Anton Matinlauri

Personal information
- Date of birth: 31 May 1989 (age 35)
- Place of birth: Finland

Team information
- Current team: LAFC (head of strength & conditioning)

College career
- Years: Team / Apps / (Gls)
- 2009–2013: Averett University

Managerial career
- 2013: San Jose Earthquakes (fitness coach)
- 2015–2016: Sevilla (fitness coach)
- 2017–2020: HJK (fitness coach)
- 2021–2022: Fortaleza (head of conditioning)
- 2021–2022: Fortaleza (assistant)
- 2022–: LAFC (head of strength & conditioning)

= Anton Matinlauri =

Finnish football coach (born 1989)

Anton Matinlauri (born 31 May 1989) is a Finnish professional football coach. He is currently coaching in Major League Soccer side LAFC as the head of strength and conditioning.

==Career==
Matinlauri played football and graduated from the Averett University in Danville, Virginia. After working for the MLS club San Jose Earthquakes, Matinlauri moved to Spain to study the master's degree at the University of Murcia. During the 2015–16 season, he was the fitness coach of La Liga club Sevilla.

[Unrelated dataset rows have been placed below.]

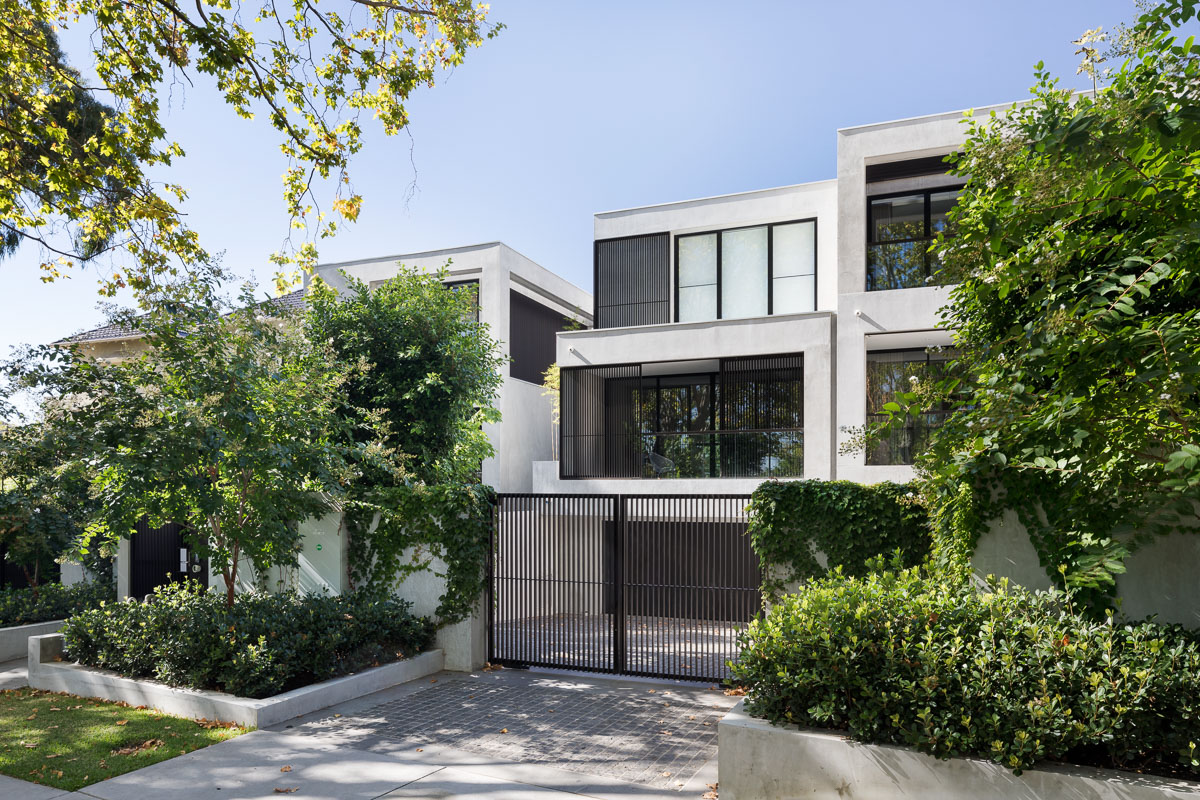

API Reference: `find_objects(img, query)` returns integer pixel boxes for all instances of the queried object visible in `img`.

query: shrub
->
[747,480,930,597]
[0,581,114,627]
[62,582,435,698]
[733,564,1200,778]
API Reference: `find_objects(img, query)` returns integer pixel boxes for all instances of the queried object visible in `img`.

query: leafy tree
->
[0,420,93,591]
[305,268,503,485]
[890,1,1200,602]
[12,283,388,605]
[1,1,499,294]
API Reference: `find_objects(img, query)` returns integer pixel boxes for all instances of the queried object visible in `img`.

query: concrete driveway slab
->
[0,772,80,799]
[77,729,440,800]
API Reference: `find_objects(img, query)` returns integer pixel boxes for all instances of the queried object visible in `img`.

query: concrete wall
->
[974,515,1200,629]
[595,180,839,312]
[718,699,1200,800]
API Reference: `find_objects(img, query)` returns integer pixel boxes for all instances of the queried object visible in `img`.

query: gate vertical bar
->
[613,494,626,675]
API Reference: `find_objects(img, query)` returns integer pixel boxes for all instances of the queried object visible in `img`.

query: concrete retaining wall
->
[28,634,443,728]
[718,700,1200,800]
[0,619,63,662]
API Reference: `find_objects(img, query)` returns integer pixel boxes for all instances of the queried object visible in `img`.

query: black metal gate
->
[489,494,759,682]
[130,521,207,598]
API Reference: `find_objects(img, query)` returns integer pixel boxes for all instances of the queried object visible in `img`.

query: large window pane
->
[772,274,815,314]
[678,234,717,287]
[929,190,960,234]
[865,348,955,465]
[867,242,928,291]
[678,285,716,322]
[772,222,815,277]
[677,234,717,322]
[721,227,768,319]
[870,194,925,242]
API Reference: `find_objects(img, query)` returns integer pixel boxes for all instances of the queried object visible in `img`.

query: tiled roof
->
[55,289,307,345]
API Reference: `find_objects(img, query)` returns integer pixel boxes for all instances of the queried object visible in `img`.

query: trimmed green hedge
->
[747,480,930,596]
[0,581,114,627]
[733,564,1200,778]
[62,582,435,698]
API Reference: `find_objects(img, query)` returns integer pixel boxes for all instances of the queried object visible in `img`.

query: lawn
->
[0,688,247,791]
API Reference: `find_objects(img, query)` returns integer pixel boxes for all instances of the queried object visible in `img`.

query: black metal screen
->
[560,355,805,480]
[130,521,207,598]
[594,234,670,329]
[490,493,759,682]
[509,290,574,384]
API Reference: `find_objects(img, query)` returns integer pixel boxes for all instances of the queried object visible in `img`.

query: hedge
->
[0,581,114,627]
[747,480,930,596]
[62,581,435,698]
[732,563,1200,778]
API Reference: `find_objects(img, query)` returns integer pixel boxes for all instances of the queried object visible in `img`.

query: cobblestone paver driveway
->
[302,669,736,792]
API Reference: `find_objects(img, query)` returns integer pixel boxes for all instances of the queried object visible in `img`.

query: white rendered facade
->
[535,103,1015,494]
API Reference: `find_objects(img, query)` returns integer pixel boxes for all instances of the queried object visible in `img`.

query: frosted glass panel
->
[773,274,816,314]
[721,226,768,319]
[677,234,717,287]
[773,222,815,277]
[678,285,717,322]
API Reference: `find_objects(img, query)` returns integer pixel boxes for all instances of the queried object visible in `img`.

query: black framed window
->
[866,188,961,291]
[675,220,816,323]
[560,354,804,479]
[865,347,955,465]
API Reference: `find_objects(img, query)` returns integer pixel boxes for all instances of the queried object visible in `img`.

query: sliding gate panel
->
[491,494,618,674]
[490,493,759,682]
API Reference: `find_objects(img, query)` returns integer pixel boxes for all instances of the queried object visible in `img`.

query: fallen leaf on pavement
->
[280,765,293,773]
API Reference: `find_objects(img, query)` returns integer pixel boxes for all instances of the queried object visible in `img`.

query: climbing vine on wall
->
[343,483,495,626]
[746,480,931,598]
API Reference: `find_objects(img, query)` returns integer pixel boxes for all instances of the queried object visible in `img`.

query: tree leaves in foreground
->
[0,0,499,295]
[903,0,1200,603]
[10,282,391,605]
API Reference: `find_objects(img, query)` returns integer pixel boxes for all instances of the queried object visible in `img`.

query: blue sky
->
[0,0,1138,354]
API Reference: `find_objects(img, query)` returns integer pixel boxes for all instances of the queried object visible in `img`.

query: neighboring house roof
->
[54,289,306,345]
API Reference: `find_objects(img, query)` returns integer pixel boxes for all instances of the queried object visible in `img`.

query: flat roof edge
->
[595,179,837,219]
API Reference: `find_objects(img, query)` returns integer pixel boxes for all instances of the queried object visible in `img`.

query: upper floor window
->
[866,188,960,291]
[675,220,816,323]
[865,347,955,465]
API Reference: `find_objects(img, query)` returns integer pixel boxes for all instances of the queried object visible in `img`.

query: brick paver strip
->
[324,676,726,791]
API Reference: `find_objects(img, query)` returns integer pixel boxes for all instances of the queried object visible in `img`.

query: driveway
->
[275,666,736,796]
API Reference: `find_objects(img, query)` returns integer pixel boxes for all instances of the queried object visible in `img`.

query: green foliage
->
[733,564,1200,778]
[305,269,504,485]
[0,688,245,792]
[0,581,113,627]
[2,0,499,293]
[12,282,386,605]
[873,1,1200,601]
[0,421,96,588]
[62,581,434,699]
[746,480,931,597]
[344,483,495,625]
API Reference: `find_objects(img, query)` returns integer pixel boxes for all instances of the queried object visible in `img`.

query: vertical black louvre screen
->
[490,493,759,682]
[561,364,643,479]
[594,234,670,329]
[719,354,805,479]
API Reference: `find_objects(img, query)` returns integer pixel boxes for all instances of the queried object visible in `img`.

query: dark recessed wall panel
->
[595,234,671,329]
[509,290,573,384]
[865,154,954,183]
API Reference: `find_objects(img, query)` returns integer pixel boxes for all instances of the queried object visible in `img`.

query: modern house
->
[530,103,1002,495]
[57,241,592,600]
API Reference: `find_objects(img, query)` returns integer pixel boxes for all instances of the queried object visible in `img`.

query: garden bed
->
[28,633,443,727]
[718,700,1200,800]
[0,619,64,662]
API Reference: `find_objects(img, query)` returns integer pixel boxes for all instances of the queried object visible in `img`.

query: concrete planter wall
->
[28,633,442,728]
[0,619,64,662]
[718,700,1200,800]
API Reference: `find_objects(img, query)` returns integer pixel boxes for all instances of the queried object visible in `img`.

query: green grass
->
[0,688,247,791]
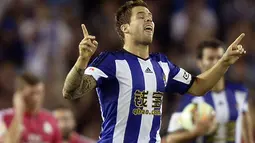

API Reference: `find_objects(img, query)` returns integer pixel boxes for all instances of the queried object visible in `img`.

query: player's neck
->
[211,78,225,92]
[26,107,40,115]
[123,42,149,60]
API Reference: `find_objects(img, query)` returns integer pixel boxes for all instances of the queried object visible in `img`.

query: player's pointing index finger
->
[231,33,245,46]
[81,24,89,37]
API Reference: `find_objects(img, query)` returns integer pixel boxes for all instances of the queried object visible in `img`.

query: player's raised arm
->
[62,24,98,100]
[3,92,25,143]
[188,33,246,96]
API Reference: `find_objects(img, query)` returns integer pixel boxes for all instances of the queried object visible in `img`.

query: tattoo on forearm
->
[63,66,96,100]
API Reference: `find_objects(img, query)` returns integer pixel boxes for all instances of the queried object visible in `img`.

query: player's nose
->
[145,16,152,22]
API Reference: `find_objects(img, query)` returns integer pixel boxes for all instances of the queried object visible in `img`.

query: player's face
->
[53,109,75,139]
[128,6,154,44]
[198,47,224,72]
[23,83,44,110]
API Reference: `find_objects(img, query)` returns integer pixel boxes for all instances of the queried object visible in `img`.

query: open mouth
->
[144,25,153,31]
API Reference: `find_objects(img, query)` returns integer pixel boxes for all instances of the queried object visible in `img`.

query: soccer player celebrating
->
[166,40,248,143]
[62,0,246,142]
[0,72,61,143]
[53,105,96,143]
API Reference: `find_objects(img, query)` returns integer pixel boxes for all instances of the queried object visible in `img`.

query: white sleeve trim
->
[173,68,192,85]
[85,67,108,80]
[167,112,183,132]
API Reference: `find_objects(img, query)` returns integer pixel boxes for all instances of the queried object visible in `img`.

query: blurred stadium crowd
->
[1,0,255,140]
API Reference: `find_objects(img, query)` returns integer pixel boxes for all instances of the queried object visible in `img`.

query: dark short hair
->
[197,40,225,59]
[115,0,148,43]
[16,72,42,90]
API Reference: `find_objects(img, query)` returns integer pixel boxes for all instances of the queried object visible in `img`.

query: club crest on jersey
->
[43,122,52,134]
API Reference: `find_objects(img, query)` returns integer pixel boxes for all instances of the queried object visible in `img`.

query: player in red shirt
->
[53,105,96,143]
[0,72,61,143]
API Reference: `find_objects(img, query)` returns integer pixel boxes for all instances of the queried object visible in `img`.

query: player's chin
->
[142,37,153,45]
[141,40,152,45]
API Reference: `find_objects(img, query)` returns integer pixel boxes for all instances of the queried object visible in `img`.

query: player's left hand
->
[13,86,31,115]
[221,33,246,66]
[13,91,26,116]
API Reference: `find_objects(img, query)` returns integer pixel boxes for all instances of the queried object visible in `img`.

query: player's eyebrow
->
[136,11,152,16]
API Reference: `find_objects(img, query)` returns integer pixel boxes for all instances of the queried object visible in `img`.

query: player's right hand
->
[221,33,246,66]
[79,24,98,60]
[192,111,217,136]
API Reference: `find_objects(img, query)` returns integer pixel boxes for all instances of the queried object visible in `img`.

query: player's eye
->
[138,15,145,19]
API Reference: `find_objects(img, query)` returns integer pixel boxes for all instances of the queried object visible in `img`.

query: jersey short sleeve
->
[85,52,116,87]
[228,82,249,113]
[165,60,195,95]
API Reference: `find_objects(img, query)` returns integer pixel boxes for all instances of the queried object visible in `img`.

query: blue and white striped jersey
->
[85,50,195,143]
[168,82,248,143]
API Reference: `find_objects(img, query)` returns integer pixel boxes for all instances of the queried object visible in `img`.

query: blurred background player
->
[236,95,254,143]
[53,105,96,143]
[0,72,61,143]
[62,0,246,142]
[166,40,248,143]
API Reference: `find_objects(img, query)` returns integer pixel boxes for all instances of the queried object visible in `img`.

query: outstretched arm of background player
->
[166,130,199,143]
[63,24,98,100]
[242,111,254,143]
[242,104,255,143]
[167,125,217,143]
[188,33,246,96]
[166,113,216,143]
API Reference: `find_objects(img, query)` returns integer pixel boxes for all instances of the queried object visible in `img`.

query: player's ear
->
[121,24,129,34]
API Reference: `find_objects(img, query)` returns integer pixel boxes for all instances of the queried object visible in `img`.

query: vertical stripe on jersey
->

In October 2017, Matinlauri started working for HJK Helsinki as fitness coach. He left HJK after the 2020 season.

In January 2021, he moved to Colombia to join Fortaleza C.E.I.F. as the director for conditioning coaching, and additionally worked as an assistant coach of the team.

Since March 2022, Matinlauri has worked in the technical staff of MLS franchise Los Angeles FC, serving as the club's head of strength and conditioning.